Dog stretched, yawned and slowly made it into a sitting position.

‘I think you’ll have to ride with Samsara again on account of your age and the weather.’ The dog cocked his head to one side, gave a single bark. ‘Shush,’ Scrubber reprimanded, ‘you’re not even meant to be here.’

Dog gave a low whine and sauntered away.

‘No need to get your knickers twisted. Always did have an attitude,’ he mumbled. Scrubber patted the tobacco pouch. ‘Well, old mate, we’re off again. Hope you’re well rested cause this last trek will be the best and the worst of it.’ He looked across the street to where Green’s Hotel and Board once stood. Beginnings and endings were always difficult to forget.

 

If it weren’t for the fact he didn’t mind the old gal, Scrubber would have left Veronica on the roadside some hundred miles back. There was also the niggling doubt that he’d ever find another woman, so he suffered her complaints about the horse, the saddle, the state of the roads, the weather too cold and too hot, camping rough, sleeping little and eating poor. Whew, it was some journey. How a woman could squander her energy on such things he’d never understand.

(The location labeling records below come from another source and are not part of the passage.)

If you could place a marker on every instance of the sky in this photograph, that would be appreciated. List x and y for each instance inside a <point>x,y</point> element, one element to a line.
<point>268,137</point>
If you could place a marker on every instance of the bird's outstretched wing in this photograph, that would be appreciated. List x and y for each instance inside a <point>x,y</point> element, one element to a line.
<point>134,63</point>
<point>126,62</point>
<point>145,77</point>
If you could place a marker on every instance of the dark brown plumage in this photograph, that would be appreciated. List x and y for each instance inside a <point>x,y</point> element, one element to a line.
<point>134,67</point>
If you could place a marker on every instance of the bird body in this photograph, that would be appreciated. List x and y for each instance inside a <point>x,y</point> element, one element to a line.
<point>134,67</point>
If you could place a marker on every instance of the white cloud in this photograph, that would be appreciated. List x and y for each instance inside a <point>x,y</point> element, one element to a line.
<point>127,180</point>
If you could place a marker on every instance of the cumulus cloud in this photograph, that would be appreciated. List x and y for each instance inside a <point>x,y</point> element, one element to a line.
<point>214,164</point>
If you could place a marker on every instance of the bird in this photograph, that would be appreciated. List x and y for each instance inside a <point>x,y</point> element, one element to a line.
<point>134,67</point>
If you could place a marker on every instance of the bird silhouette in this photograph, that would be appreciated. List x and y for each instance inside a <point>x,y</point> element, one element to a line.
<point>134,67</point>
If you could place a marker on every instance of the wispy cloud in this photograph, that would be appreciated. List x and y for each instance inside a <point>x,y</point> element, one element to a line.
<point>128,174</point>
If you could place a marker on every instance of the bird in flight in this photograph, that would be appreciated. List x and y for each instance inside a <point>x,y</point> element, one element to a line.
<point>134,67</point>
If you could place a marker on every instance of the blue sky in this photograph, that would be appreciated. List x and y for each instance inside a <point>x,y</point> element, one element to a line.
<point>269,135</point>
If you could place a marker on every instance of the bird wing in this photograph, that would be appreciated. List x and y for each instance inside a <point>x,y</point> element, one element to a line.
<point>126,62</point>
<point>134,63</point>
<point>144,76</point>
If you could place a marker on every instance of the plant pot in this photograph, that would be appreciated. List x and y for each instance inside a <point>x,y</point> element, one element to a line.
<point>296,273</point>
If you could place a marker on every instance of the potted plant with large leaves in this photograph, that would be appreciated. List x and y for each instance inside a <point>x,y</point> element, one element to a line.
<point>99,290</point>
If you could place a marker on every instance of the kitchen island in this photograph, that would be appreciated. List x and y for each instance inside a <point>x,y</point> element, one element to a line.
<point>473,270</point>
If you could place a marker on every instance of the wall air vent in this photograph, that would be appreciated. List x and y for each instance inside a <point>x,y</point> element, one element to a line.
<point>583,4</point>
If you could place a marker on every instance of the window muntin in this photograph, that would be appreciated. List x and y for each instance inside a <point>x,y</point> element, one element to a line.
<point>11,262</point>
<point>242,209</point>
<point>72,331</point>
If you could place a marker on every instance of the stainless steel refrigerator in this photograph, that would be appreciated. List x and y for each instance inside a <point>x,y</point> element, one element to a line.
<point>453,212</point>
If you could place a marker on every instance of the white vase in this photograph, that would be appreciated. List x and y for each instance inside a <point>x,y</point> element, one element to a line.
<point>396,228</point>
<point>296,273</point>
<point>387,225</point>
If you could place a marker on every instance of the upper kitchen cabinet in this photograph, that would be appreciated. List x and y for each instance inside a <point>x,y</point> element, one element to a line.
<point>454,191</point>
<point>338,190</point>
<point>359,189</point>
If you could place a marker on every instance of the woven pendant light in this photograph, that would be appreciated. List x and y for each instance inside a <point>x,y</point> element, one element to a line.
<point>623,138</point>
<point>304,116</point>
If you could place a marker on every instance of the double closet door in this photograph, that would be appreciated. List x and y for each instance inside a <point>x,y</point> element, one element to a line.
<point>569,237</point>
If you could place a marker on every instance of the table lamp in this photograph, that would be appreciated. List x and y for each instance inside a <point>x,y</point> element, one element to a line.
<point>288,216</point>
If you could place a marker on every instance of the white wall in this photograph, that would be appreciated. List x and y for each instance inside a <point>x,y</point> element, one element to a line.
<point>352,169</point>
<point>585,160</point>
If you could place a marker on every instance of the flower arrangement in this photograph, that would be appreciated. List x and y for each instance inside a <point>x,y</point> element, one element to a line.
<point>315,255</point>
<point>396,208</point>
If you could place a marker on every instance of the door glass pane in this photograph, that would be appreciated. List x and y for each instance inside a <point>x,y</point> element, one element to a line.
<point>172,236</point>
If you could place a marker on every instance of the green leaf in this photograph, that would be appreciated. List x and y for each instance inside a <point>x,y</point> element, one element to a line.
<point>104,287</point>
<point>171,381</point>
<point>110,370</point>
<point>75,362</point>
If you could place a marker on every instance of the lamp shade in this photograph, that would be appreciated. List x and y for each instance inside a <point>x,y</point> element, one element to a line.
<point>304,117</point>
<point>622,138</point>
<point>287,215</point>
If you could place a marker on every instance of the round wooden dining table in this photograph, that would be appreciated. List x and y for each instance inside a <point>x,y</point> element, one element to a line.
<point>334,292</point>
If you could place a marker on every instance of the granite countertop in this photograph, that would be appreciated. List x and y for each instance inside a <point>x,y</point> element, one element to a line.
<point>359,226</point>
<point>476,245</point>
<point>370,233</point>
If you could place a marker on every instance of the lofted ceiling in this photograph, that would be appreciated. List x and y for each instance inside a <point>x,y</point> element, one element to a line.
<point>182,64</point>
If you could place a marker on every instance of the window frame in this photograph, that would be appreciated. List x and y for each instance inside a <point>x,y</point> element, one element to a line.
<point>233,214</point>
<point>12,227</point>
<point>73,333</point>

On approach, Stringybark Point looked like any other bush village: a mangle of low-slung houses, three hotels staring each other off across the dusty main street, a couple of stores and the usual post office and police station. The buildings resembled a skew-whiff set of stairs, worn and uneven against a pale blue sky. Scrubber flicked the reins on his horse, and whistled to Veronica to get a move on. They clip-clopped into a town dozing quietly beneath gums and box trees. A dusty road was interspersed with hitching rails, horse troughs and a single gas lamp. A couple of mangy dogs, half-breeds, wandered ahead of them. A child balled somewhere down the street to the right. At the hitching rail outside Green’s Hotel and Board, Scrubber left a complaining Veronica under the shade of a tree while he went about the business of stabling the horses. A gush of smelly water drained down from a pipe into the open gutter. Scrubber sniffed manure, dirt and soap; someone’s bath water.

‘Stay out of trouble,’ he advised her as Veronica practically fell from her ride.